Stock prediction
Quantitative analysis of certain variables and their correlation with stock price behaviour. This used to be hard, but now with powerful tools and libraries like tensorflow it is much simpler.
In the 1980’s two British statisticians, Box and Jenkins, created a mainframe program to attempt to predict stock prices from just two data points, price and volume. It was known as Autoregressive Integrated Moving Average (ARIMA).
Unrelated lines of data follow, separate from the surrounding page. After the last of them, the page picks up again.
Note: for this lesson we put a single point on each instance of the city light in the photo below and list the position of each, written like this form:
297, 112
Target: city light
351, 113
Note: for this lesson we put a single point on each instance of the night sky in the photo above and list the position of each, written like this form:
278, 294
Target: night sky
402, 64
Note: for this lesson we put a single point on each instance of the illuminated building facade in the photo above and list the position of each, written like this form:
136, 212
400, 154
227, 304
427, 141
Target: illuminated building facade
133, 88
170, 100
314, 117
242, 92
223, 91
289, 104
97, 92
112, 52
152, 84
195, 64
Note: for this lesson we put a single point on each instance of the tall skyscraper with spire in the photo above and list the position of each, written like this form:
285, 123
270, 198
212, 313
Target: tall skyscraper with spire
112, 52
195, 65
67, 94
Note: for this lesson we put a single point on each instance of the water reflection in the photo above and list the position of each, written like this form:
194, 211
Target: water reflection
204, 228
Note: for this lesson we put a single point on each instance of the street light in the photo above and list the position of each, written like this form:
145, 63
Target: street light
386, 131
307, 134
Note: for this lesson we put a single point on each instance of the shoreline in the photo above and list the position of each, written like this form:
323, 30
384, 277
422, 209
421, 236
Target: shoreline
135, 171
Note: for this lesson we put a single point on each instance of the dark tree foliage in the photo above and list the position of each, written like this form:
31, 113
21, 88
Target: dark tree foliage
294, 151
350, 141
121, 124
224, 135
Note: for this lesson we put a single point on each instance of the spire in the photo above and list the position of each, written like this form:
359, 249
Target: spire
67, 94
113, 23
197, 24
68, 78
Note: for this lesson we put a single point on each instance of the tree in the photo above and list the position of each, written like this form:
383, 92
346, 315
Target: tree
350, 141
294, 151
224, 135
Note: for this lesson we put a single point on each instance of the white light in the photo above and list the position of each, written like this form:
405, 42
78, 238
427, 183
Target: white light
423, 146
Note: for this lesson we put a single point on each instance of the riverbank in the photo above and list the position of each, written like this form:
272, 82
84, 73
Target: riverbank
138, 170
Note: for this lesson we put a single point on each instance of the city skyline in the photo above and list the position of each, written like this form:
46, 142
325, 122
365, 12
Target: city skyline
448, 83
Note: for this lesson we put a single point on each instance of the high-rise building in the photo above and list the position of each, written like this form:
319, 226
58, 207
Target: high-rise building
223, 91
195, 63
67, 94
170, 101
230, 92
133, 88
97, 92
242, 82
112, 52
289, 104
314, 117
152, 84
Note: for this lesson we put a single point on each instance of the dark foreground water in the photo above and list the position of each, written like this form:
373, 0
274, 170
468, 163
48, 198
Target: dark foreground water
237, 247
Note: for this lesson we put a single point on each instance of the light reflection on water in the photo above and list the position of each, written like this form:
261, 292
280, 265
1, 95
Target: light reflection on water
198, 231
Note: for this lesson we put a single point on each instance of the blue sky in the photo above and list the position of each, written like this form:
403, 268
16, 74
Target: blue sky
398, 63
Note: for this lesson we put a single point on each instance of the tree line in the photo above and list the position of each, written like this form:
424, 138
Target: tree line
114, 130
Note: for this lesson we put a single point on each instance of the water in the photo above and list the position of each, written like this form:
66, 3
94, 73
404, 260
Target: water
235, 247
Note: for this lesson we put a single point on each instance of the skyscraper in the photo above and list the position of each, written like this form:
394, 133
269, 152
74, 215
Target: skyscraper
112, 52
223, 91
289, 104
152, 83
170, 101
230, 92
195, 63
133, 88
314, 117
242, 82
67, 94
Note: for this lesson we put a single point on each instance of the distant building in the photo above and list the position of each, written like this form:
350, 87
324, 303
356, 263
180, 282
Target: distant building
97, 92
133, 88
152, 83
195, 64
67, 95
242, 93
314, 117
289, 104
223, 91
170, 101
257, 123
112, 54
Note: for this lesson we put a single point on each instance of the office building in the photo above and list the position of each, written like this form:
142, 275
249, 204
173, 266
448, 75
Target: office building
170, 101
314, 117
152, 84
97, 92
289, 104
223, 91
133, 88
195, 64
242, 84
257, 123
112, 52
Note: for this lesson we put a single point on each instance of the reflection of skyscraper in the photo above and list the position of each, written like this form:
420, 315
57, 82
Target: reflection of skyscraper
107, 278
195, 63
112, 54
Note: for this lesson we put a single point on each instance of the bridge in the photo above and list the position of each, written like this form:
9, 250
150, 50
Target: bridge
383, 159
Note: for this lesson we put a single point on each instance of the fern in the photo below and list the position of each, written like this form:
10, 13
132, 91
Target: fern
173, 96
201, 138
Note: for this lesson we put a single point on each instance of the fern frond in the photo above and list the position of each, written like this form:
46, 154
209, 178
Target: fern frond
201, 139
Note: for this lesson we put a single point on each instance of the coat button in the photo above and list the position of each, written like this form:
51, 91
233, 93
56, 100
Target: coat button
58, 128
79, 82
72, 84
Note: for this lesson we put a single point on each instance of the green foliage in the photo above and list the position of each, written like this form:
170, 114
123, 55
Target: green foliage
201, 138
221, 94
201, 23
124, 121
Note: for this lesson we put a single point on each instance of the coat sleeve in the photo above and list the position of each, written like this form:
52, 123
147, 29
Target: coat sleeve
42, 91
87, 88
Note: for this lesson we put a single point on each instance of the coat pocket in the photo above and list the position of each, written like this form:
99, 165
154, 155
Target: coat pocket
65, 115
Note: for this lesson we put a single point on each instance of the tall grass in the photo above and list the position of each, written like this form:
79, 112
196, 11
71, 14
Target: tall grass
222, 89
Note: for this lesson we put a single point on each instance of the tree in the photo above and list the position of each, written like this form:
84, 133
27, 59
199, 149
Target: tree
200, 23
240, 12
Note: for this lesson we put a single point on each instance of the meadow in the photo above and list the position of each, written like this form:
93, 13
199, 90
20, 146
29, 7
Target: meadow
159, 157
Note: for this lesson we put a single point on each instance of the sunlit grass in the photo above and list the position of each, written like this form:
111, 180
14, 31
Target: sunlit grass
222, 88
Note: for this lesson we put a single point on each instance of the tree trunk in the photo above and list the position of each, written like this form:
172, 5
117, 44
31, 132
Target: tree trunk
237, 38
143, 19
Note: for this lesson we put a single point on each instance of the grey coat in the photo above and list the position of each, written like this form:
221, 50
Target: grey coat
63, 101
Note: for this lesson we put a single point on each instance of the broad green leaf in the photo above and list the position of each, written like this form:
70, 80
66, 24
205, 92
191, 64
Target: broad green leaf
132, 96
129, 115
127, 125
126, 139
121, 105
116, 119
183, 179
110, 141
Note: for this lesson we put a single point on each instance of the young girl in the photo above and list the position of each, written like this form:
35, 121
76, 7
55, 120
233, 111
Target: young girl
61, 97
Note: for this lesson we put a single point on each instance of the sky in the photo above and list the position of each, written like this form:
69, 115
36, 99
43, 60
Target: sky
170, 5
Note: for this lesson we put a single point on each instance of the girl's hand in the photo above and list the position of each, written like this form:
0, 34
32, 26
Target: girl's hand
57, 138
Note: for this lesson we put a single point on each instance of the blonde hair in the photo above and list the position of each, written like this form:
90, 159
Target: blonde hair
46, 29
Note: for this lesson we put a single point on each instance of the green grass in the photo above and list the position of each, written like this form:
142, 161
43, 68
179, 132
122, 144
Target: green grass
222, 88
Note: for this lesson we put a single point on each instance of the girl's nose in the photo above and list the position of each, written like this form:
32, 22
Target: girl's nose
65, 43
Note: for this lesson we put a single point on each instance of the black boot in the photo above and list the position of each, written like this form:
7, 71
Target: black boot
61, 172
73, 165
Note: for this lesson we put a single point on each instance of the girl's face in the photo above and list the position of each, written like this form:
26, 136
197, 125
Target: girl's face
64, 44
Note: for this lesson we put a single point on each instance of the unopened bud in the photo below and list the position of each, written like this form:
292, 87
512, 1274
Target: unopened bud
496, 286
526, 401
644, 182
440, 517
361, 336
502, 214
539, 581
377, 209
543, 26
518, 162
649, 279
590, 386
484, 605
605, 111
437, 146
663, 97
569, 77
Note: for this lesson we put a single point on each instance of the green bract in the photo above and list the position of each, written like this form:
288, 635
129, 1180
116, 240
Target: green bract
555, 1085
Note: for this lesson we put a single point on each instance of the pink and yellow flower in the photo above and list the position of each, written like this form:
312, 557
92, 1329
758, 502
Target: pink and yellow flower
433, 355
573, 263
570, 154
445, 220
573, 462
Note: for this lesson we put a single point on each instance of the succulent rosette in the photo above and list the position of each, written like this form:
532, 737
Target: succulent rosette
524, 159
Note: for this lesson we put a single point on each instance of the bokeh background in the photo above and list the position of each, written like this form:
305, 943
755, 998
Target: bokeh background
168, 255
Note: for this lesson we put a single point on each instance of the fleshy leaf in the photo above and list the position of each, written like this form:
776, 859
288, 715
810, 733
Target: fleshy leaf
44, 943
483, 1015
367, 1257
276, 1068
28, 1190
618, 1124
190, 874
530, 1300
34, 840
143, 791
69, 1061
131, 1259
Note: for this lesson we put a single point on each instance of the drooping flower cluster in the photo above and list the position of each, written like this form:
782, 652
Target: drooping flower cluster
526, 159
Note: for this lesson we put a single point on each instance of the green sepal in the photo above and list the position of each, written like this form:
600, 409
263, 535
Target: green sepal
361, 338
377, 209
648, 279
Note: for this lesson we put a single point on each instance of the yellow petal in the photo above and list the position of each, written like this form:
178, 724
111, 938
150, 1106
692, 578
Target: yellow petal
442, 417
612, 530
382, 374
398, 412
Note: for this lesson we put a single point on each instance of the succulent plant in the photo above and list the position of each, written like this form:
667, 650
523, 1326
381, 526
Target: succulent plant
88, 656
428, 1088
The Box-Jenkins approach claims that non-stationary data can be made stationary by differencing the series, Yt :
Yt = Φ1Yt-1+Φ2Yt-2…ΦρYt-ρ+εt+θ1εt-1+θ2εt-2+…θqεt-q
The ARIMA model combines three basic methods:
- AutoRegression (AR) – Auto-regression, the values of a given time series data are regressed on their own lagged values, which is indicated by the “p” value in the model.
- Differencing (I-for Integrated) – Conversion of a non-stationary time series to a stationary one to remove time trends. This is indicated by the “d” value in the model. If d = 1, it looks at the difference between two time series entries, if d = 2 it looks at the differences of the differences obtained at d =1, and so forth.
- Moving Average (MA) – The moving average nature of the model is represented by the “q” value which is the number of lagged values of the error term.
A modern approach using artificial intelligence (AI)
The approach uses Keras, an API used to simplify prototyping on top of AI frameworks like Google’s Tensorflow. Google Tensorflow has its own flavour of Keras, which I use below with Python 3.6 to build a deep learning model.
The very simple approach below uses only a single data point, the closing price with a deep neural network of only 2 layers using time sequence analysis recurrent networks variant LSTMs.
The code can be found at simple LSTM.
Data set
The data was from the daily closing prices from S&P 500 from Jan 2000 to Aug 2016. The series was indexed in time order.
Goal
The goal was to predict the closing price for any given date.